Form 26AS is the government’s official record of all taxes paid or deducted against your PAN during the financial year. It is available on the Income Tax Department’s TRACES portal and is the legal basis on which you can claim tax credits in your ITR.

Think of it as your tax passbook: every time an employer deducts TDS from your salary, a bank deducts TDS from your FD interest, or you pay advance tax, that entry should appear here.

Since AY 2023-24, the Income Tax Department moved income transaction details (like interest earned, dividends received) from Form 26AS into the AIS. Form 26AS now focuses specifically on tax credit entries only.

What Form 26AS Contains

  • TDS deductions: Tax deducted by your employer (Section 192), bank (Section 194A on FD interest), tenant (Section 194-IB on rent), property buyer (Section 194-IA), and all other deductors
  • TCS collections: Tax collected by sellers on high-value purchases
  • Advance tax paid: Quarterly advance tax payments made directly to the government
  • Self-assessment tax paid: Tax paid before or at the time of filing your ITR
  • Regular assessment tax: Tax paid after an assessment order
  • Refunds issued: Any tax refunds processed by the department, with the assessment year and amount
  • Demand notices: Outstanding tax demands, if any

The Most Critical Rule About Form 26AS

TDS credit can only be claimed based on Form 26AS, not AIS or TIS.

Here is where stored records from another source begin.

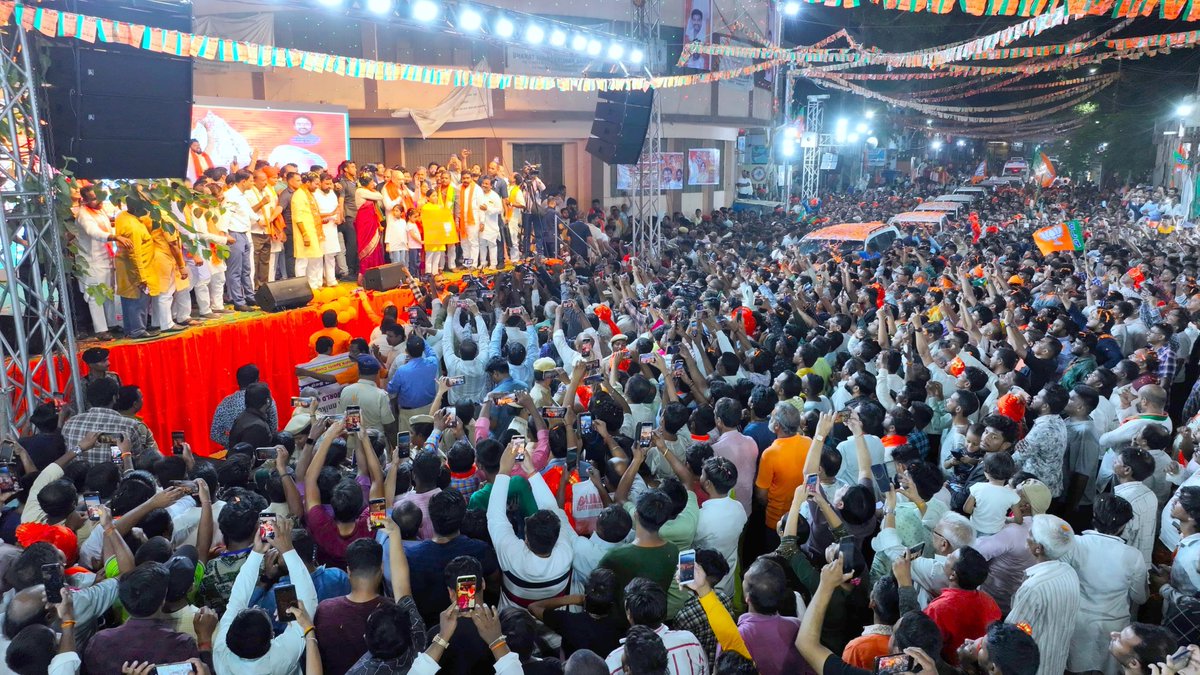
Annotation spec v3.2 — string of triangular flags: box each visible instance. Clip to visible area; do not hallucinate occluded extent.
[826,76,1116,124]
[679,8,1079,67]
[835,0,1200,22]
[0,0,778,92]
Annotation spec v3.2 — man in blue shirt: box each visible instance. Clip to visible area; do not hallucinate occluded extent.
[388,334,438,431]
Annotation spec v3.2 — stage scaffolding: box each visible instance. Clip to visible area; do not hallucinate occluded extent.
[0,23,82,438]
[629,0,667,259]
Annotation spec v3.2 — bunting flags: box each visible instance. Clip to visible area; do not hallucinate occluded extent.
[1033,219,1084,256]
[0,0,779,92]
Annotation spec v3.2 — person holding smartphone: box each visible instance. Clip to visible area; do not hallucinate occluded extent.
[211,518,317,673]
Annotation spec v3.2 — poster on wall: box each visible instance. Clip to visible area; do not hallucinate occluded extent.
[688,148,721,185]
[683,0,713,71]
[192,96,350,172]
[617,153,683,191]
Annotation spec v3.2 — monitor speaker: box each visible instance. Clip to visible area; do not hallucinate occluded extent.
[587,89,654,165]
[362,263,408,291]
[254,276,312,312]
[38,0,192,179]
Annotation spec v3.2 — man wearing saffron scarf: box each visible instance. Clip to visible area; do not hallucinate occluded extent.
[290,172,324,289]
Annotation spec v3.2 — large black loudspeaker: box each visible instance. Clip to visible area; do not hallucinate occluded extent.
[362,263,407,291]
[587,89,654,165]
[254,276,312,312]
[40,0,192,179]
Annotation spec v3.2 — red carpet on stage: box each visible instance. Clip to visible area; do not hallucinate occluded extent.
[99,283,413,455]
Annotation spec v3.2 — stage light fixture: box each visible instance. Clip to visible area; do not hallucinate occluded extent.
[413,0,438,23]
[458,7,484,32]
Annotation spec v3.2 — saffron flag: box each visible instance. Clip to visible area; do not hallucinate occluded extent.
[971,160,988,185]
[1033,220,1084,256]
[1034,153,1058,187]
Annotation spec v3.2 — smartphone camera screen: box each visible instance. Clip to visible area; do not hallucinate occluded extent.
[258,510,275,542]
[679,549,696,584]
[83,492,100,522]
[637,422,654,448]
[346,406,362,431]
[370,498,388,530]
[455,575,479,611]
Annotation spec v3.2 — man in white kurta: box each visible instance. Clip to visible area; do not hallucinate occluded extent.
[478,178,504,269]
[1004,514,1080,675]
[76,186,119,338]
[1063,495,1148,675]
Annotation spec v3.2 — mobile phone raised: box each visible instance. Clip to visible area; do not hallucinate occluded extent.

If a bank deducted TDS from your FD interest and it shows in AIS but is absent from Form 26AS, you cannot claim that TDS credit in your ITR. Claiming unverified TDS will be disallowed during return processing, leading to a tax demand. The fix is to contact the bank and ask them to file a corrected TDS return so the entry appears in Form 26AS. This can take 10 to 15 days, so do this early.

How to Download Form 26AS

  1. Log into the Income Tax e-filing portal (incometax.gov.in) with your PAN and password
  2. Go to e-File → Income Tax Returns → View Form 26AS
  3. You are redirected to the TRACES portal. Accept the disclaimer.
  4. Select the Assessment Year (AY 2026-27 for FY 2025-26)
  5. Choose format: HTML (view online), PDF (download), or Text
  6. To open the PDF, the password is your date of birth in DDMMYYYY format

Cross-check every TDS entry in Form 26AS against your Form 16 (for salary TDS) and Form 16A (for all other TDS, such as FD interest). For more on Form 16A, see our Form 16A explained guide. For the salary TDS breakdown in Form 16, see our Form 16 Part A vs Part B guide.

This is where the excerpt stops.